Nvidia’s 800m line of laptop graphics chips? They’re so two months ago. Today the company that’s been one-upping itself for years does it again with the Maxwell-based Geforce GTX 980m, promising 75 per cent of the performance of its desktop counterpart.
Three-fourths the power of a full-sized desktop GPU might not seem all that impressive from the outset, but if you’ve been following the progress of laptop graphics for several years, it represents a massive jump over the previous generations.
The GeF0rce GTX 980m represents a 40 per cent improvement over the GTX 880m, the chip I was raving about a couple of months ago. Based on the Maxwell architecture instead of Kepler (pft), it’s more power efficient, more powerful, and will make you more popular with the men/ladies.
All of that power and efficiency allows Nvidia to pack the 980m with impressive new technologies. There’s Voxel Global Illumination, which is a fancy way of depictuing indirect lighting. Multi frame sampled anti-aliasing is a high performance variant of MSAA.
I’m most intrigued by this Dynamic Super Resolution technique, which I’ll let Nvidia explain.
Dynamic Super Resolution technology enables games to be rendered at 4K or other high-end resolutions and then scaled down to the native resolution on the user’s display using a 13-tap Gaussian filter. The resulting image is much higher quality than simply rendering directly to 1080p.
That I’d like to see. And I will see, as I’ve got a loaner unit heading my way from MSI (again) so I can kick the new chip’s tires. Hopefully I’ll get that done before Nvidia releases the next one, dammit.
Oh, and there’s also a slightly less powerful 970m, but no one really cares about it, as the 980m is 10 higher. Poor 970m.
As per usual, laptops with these two chips in them are now available from every gaming laptop builder in Nvidia’s good graces. MSI, Origin, Digital Storm, Maingear, Asus, MSI again because why not. They really need to stop sending out releases about these things and just let us assume unless told otherwise.
Comments
7 responses to “Nvidia Makes Gaming Notebooks Much More Powerful… Again”

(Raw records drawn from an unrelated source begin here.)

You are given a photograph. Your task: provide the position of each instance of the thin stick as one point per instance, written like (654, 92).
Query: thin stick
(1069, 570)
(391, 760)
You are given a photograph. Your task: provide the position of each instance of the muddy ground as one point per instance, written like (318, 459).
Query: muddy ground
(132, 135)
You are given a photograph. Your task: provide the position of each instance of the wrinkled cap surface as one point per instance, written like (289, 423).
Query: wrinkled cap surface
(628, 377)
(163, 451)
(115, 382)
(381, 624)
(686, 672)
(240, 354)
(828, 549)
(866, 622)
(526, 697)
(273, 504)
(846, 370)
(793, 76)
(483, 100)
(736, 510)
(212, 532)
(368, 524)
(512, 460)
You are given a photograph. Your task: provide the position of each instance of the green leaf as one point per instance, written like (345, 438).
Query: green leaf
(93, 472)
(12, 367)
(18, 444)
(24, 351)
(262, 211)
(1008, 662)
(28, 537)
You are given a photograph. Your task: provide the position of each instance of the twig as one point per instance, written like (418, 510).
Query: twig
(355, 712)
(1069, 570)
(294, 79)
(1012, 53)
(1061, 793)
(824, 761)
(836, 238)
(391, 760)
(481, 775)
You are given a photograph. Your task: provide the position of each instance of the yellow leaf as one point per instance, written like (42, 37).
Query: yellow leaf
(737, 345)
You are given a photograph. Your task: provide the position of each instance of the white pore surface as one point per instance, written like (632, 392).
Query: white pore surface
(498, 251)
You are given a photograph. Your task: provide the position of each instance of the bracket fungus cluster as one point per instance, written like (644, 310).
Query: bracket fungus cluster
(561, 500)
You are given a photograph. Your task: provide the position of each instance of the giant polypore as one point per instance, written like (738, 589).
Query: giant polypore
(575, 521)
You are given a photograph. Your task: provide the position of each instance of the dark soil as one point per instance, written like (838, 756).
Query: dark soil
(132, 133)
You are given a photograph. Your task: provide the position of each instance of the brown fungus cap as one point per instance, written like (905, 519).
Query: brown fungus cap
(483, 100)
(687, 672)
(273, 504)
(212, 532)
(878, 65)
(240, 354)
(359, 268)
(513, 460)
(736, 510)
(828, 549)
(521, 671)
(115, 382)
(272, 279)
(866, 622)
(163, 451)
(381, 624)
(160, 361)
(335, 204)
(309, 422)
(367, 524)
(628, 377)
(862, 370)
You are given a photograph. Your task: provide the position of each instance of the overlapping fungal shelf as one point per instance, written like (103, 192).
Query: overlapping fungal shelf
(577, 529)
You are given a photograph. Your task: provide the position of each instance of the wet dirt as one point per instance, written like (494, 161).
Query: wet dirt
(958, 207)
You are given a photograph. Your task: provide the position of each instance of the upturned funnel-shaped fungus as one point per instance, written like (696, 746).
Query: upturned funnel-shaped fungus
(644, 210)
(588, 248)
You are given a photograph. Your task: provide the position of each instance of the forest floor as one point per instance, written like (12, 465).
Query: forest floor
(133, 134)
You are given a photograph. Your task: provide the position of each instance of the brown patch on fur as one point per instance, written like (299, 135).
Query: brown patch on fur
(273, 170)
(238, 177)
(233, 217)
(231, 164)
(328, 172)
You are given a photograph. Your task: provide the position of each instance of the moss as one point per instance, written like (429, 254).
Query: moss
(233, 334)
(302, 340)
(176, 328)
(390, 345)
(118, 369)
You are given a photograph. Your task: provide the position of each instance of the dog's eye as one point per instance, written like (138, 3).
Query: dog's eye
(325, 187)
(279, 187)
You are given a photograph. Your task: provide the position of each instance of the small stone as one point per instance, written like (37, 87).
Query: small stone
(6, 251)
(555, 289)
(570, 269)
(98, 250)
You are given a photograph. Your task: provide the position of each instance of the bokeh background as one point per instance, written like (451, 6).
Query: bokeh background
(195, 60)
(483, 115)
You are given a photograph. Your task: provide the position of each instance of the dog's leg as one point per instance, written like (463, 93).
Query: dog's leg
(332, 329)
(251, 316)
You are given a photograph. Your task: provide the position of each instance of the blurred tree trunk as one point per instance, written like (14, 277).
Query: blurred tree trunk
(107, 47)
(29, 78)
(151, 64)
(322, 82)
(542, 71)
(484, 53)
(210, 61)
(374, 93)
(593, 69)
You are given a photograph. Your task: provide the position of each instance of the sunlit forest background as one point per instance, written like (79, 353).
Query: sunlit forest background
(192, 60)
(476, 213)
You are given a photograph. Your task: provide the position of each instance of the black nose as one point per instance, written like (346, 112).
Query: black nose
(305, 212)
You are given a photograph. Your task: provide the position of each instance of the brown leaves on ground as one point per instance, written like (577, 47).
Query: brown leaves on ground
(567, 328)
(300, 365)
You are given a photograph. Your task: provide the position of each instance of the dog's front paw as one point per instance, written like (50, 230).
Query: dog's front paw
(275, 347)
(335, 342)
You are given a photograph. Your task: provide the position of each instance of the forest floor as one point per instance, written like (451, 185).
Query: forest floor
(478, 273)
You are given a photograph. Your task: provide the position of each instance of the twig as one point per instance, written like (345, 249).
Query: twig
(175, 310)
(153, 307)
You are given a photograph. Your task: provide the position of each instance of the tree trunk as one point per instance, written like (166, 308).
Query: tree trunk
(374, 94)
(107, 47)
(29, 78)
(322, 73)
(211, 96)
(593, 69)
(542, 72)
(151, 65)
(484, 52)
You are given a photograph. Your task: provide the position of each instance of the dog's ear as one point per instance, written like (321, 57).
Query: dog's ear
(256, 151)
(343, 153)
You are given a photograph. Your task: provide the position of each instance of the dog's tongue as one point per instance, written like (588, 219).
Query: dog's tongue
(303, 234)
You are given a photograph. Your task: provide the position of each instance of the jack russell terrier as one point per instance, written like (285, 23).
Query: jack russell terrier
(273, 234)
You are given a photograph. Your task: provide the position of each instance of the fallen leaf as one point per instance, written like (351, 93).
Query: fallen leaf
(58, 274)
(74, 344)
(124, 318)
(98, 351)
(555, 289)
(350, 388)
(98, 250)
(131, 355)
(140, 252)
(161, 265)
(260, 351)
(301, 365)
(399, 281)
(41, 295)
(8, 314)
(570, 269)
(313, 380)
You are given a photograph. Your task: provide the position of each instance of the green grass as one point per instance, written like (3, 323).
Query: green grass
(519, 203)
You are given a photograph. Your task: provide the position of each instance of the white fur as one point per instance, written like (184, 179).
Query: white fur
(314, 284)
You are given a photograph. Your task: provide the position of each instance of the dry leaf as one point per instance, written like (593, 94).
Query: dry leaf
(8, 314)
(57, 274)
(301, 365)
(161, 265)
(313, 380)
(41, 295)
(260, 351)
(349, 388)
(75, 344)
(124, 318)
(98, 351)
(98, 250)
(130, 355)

I’d argue that a lot more people will care about the 970m. It may be 10% slower, but it will undoubtedly be more than 10% cheaper. Just look at the prices of high end desktop counterparts. GTX 970 = 330 USD. GTX 980 = 550 USD. There will be a significant price difference between laptops with the 970m and the 980m.
Yep.
http://www.avadirect.com/Clevo-P150SM-A-Core-i7-Gaming-Notebook-15-6-Full-HD-LED-LCD-NVIDIA-GeForce-GTX-980M-Graphics/Configure/8462744
$270 difference. Ouch.
The catch up on mobile GPUs was a real surprise from the latest bunch of GPUs. Great stuff.
Its great that the tech is striding ahead but there’s no way I can afford to update my lappy and my desktop GPU on any kind of regular basis without some kind of wife ramification.
The atrocious kerning in the “CLOSING THE GAP” header inspires NO confidence in anything, ever.
Check out my build. ~$1550 with a fast but small SSD and most basic processor running the 970M.
Not a bad deal imo!
http://www.avadirect.com/Configure/8462744
Very nice. I like the way you think.